A post caught my eye on the MS Society forums the other day. An anonymous person wrote, ‘what would you have done if you didn’t have MS?’
There were some curt replies – ‘a futile question’, ‘this question is a bit pointless’, ‘I don’t think there’s any point wondering about this.’ But the second part of the question actually gave it a point – ‘Or have you been able to do all the things you want or wanted to do with just a few adjustments?’
I think this is perfectly reasonable to ask, especially as it was posted in the ‘new diagnosis and before diagnosis’ forum. Isn’t this what we all ask ourselves after we’ve been diagnosed?
Someone also replied that this was the same as wondering what it would have been like to be born a boy instead of a girl. Well, no, it isn’t. We’d be none the wiser if that had happened. MS generally strikes in the middle of someone’s life, there is a definite before and after.
Since being diagnosed, I have had to tweak my career path. Who knows if it’s better or worse than what I had previously planned? It’s just been modified to take MS into account. In a twisted way, MS has added a sense of purpose and drive to my life, which, truth be told, was meandering quite merrily towards an unknown destination. Essentially, MS has given me a massive boot right where I needed it. MS made me reconsider my life from every single angle, and how many people get that chance whilst still relatively young?

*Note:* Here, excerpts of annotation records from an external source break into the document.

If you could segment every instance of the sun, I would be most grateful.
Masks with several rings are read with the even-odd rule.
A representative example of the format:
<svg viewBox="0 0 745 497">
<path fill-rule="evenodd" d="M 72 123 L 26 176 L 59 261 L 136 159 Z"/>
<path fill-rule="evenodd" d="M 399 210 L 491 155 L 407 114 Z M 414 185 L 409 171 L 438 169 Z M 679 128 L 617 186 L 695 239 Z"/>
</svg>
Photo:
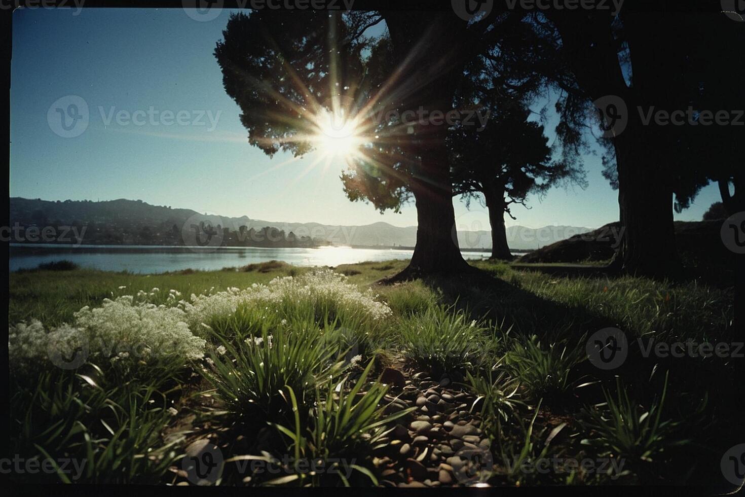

Or is it just too easy to blame MS for everything? ‘It’s not me, it’s my MS.’ It’s a cast-iron excuse, something to fall back on when the going gets tough. I hold my hands up. There were many, many times when I wailed ‘my life is over, s’over, s’not fair.’ For almost two years I convinced myself I had no future, nothing worthwhile to contribute to society. I’m not saying MS is a blessing. Far from it. But if we have to live with it, we have to make it work for us.
So, if we look at the question again, we could ask ourselves, ‘What would you have done if you didn’t have MS, and why aren’t you doing it?’